His position in life was just what you might expect; he was the smallest imaginable cog in an organization so huge that to all save his immediate clerical companions he was but another name on the payroll.

He earned enough to live and eat and visit a theatre once a week and support a second cousin in Oregon whom he had never seen in his life, but whose demanding letters threw him into a perfect frenzy of obligation. He dressed soberly, let subway guards shove him around without protest, and permitted himself nothing more highly intoxicant than an occasional Dr. Zipper.

Thus Peter Pettigrew. Or thus, to be more accurate, the Peter Pettigrew who slipped his brief and unobtrusive way before the public eye.

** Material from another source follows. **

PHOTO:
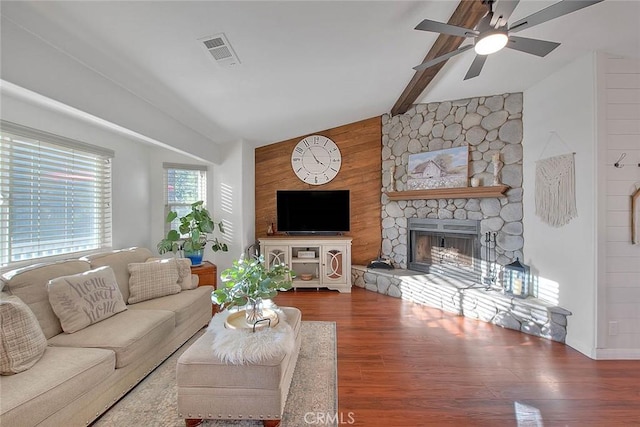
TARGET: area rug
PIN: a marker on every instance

But—there was another Peter Pettigrew! An unknown and unsuspected Peter Pettigrew in whose veins raced the fire of heroes, behind whose mild and tawny eyes burned slumbering volcanoes. This was the man—the laughing, taunting, daring champion of derring-do—whom Peter dreamed himself to be. A questing knight with thews of steel and agile mind and tongue of rapier wit. This was the man whom Peter was when, in dead of night, his meagre body tossing restlessly on bunchy kapok, his untrammeled soul rode the magic highways of Dream-world in search of dark adventure. This man was Peter when, blackness engulfing a lean, tense figure straining forward in his movie seat, Peter's hungry heart followed a shaft of silver brilliance to identify itself with whatever solitary soul was worst beset by the encroaching forces of evil.

This was the strange, new Peter Pettigrew who now, a sliver of darkness in the shadow of a doorway, now smiled and hurled defiance at the hordes of foes arraigned against him.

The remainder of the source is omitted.